The Solution & Impact

Core Innovation

A bilingual sentence embedding model optimized for cross-language retrieval and clustering.

GMC Investment

Enabling seamless searchability across bilingual documents for foreign investors in the Gelephu Mindfulness City initiative.

Medical Knowledge

Mapping topics and discovering patterns in traditional Himalayan medical knowledge that currently remain inaccessible.

Youth Access

Providing an English-based interface to navigate digitized Dzongkha documents, aligning with His Majesty's vision of cultural preservation.

Training Roadmap

Data Collection

Collect & filter ~700,000 Dzongkha-English pairs with parallel semantic meaning.

Architecture Setup

Initialize a ~100M parameter encoder-only model projecting into a 1024-dimension space.

Pre-training (MLM)

Masked Language Modeling on large generic Dzongkha and English corpuses to build basic semantics.

Fine-tuning

Apply contrastive learning (InfoNCE loss) on the 700k pairs for search optimization.

Post-training

Align the model with deployment use cases using English search keywords and Dzongkha documents.

MRL Optimization

Apply Matryoshka Representation Learning for dimension pruning (usable with ClickHouse QBit).

Evaluation

Validate cross-language semantic alignment via recall scores and UMAP visualization.

Document Tuning

Fine-tune weights for document-level mapping and full long-context retrieval capabilities.

System Architecture

Phase 1: Inference Pipeline

Step 1

Tokenization

Take an English or Dzongkha sentence and tokenize it into IDs using a Unigram LM tokenizer (potentially using SentencePiece).

Step 2

Input Layer

Feed the token IDs into the model’s input layer and run it through the deep layers of the transformer.

Step 3

Pooling

At the final layer, we read the values assigned to each token and pool/average them out.

Step 4

Vectorization

The pooled output translates into a single mathematical point in high-dimensional space.
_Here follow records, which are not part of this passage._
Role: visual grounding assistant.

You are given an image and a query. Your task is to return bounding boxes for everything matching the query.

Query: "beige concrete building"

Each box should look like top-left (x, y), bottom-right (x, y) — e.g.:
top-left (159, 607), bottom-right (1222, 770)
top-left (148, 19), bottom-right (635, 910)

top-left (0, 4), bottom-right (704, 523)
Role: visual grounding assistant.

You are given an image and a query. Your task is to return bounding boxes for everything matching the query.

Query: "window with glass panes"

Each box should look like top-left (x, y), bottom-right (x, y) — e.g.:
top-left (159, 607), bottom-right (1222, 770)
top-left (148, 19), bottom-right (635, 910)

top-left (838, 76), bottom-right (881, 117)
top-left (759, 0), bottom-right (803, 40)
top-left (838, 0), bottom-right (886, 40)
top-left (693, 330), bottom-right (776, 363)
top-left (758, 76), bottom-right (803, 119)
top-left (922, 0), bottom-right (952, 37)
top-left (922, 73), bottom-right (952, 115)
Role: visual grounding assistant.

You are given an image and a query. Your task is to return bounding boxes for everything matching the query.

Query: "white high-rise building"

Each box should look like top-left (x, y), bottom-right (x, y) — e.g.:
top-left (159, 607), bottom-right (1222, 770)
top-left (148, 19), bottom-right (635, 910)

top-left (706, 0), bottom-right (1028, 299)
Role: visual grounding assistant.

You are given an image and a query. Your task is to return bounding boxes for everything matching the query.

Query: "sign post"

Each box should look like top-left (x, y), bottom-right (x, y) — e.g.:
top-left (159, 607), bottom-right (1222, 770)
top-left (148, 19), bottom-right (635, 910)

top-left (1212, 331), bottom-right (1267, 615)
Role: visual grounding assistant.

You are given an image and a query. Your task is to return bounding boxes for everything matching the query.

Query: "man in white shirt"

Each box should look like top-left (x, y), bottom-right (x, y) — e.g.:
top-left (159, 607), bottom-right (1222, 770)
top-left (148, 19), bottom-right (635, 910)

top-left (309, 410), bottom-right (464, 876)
Phase 2: Deployment & Retrieval

Search & Discovery

Once trained, the model is deployed for search, clustering, and topic modeling on Dzongkha documents. Here is how a query is processed in real-time.

Embed the Query

Run the English query through the model (e.g. "medicinal herbs") to get its high-dimensional point in space.

Embed Documents

Run the target Dzongkha documents through the model to get the spatial points for those documents.

Sort by Distance

Sort the documents by their vector distance to the query point to get an ordered list from closest to furthest.

Ranked Results

Display the retrieved documents. The closest documents are the top results, and the furthest are the least related at the bottom.